We run a website that sells construction tools. The owner wants to add an option to buy an extended warranty for tools. This is a new paid add-on shown as an extra payment button on the checkout page.

We split users into two groups:

Control: users who do not see the new payment button
Treatment: users who see the new payment button

We will test hypothesis:

$H_o$ - There is no difference in an average bill between treatment and control groups.

$H_a$ - There is a difference in an average bill between treatment and control groups.

Data

We will use DGP from causalis

Result

	user_id	y	d	platform_ios	country_usa	source_paid	age	cnt_trans	platform_Android	platform_iOS
0	00c01	62.015001	0.0	1.0	0.0	1.0	39	0	0	1
1	014d7	22.353186	1.0	0.0	0.0	1.0	46	4	0	1
2	01daa	38.213100	0.0	1.0	1.0	0.0	36	1	1	0
3	012b9	77.927095	1.0	1.0	1.0	0.0	26	2	0	1
4	00e7b	24.936085	1.0	0.0	1.0	0.0	35	3	0	1

Result

CausalData(df=(10000, 6), treatment='d', outcome='y', confounders=['platform_ios', 'country_usa', 'source_paid'], user_id='user_id')

Result

	treatment	count	mean	std	min	p10	p25	median	p75	p90	max
0	0.0	4955	45.271228	36.185063	0.338380	11.081530	20.326602	35.784254	60.063958	89.576241	431.357219
1	1.0	5045	50.328883	38.802710	0.448255	12.335521	22.792900	41.149396	67.409299	100.121519	401.883422

Result

png

Result

	treatment	n	outlier_count	outlier_rate	lower_bound	upper_bound	has_outliers	method	tail
0	0.0	4955	206	0.041574	-39.279431	119.669992	True	iqr	both
1	1.0	5045	193	0.038256	-44.131698	134.333897	True	iqr	both

Monitoring

Our system is randomly splitting users. Half of them must have new onboarding, other half has not. We should monitor the split with SRM test. Read more at https://causalis.causalcraft.com/articles/srm

Result

SRMResult(status=no SRM, p_value=0.36812, chi2=0.8100)

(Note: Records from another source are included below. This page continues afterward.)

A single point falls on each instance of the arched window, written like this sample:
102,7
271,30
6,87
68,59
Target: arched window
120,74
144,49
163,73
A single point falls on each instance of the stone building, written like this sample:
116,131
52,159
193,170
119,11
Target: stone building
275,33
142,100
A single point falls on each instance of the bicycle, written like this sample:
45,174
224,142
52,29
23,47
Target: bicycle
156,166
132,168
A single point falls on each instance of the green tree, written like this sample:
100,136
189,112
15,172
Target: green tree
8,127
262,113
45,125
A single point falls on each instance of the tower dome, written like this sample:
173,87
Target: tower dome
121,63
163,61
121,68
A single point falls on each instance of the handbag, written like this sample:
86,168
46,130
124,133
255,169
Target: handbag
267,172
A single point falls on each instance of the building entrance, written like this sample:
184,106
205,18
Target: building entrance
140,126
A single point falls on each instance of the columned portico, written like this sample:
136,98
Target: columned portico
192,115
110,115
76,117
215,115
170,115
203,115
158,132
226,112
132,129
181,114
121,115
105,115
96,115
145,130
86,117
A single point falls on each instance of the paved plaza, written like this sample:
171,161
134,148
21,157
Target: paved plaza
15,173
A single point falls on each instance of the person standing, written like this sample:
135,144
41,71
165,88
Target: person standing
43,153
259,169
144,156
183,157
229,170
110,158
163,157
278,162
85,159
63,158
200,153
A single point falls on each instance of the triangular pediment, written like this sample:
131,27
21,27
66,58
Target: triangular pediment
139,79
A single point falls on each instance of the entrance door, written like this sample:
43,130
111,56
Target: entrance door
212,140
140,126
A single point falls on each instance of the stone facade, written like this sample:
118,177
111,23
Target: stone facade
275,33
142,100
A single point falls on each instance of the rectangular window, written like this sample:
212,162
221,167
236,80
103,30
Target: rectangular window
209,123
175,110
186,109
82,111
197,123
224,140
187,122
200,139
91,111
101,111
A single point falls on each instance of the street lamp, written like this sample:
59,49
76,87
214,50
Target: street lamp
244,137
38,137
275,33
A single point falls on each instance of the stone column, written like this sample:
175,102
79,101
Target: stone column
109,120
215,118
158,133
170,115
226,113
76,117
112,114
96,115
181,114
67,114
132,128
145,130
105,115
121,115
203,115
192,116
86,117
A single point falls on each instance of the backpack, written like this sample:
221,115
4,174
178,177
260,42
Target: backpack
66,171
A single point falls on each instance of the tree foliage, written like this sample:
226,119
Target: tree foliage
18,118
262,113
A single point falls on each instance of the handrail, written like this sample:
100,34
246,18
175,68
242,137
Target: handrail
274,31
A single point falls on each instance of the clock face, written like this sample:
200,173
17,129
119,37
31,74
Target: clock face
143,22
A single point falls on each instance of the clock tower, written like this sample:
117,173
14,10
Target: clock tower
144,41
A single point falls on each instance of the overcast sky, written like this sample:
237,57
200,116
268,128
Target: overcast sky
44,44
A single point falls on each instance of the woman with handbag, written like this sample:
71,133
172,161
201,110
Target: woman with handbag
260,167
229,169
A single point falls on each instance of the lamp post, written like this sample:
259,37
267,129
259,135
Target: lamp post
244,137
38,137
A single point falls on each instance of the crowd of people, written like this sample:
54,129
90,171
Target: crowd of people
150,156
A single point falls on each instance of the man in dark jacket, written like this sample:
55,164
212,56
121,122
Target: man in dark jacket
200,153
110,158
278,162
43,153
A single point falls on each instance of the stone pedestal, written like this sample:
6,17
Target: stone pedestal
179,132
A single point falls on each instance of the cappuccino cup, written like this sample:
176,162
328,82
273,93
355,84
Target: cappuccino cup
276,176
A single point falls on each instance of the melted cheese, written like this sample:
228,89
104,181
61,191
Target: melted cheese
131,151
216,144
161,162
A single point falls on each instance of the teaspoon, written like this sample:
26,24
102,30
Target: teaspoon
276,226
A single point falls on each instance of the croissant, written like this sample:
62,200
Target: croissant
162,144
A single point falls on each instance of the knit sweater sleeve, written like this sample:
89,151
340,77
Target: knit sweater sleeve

Check the confounders balance

Are groups equal in terms of confounders? We need to choose with domain and business sense confounders and check balance of them. The standard benchmark:

$SMD > 0.1$
ks_pvalue < 0.05

Result

	confounders	mean_d_0	mean_d_1	abs_diff	smd	ks_pvalue
0	source_paid	0.299092	0.313776	0.014684	0.031853	0.64592
1	platform_ios	0.494046	0.502874	0.008828	0.017654	0.98861
2	country_usa	0.586276	0.591873	0.005597	0.011374	1.00000

As we see system splitted users randomly

Estimation with Diff-in-Means

Result

	value
field
estimand	ATE
model	DiffInMeans
value	5.0577 (ci_abs: 3.6104, 6.5552)
value_relative	11.1719 (ci_rel: 7.7490, 14.5948)
alpha	0.0500
p_value	0.0000
is_significant	True
n_treated	5045
n_control	4955
treatment_mean	50.3289
control_mean	45.2712
time	2026-02-12

Executive summary

We observed a statistically significant increase in average order value from 45.2 to 50.3 dollars (+ 5.06). The 95% confidence interval for the absolute lift is [3.59, 6.51].

The decision is whether to roll out this change (scale it to all users).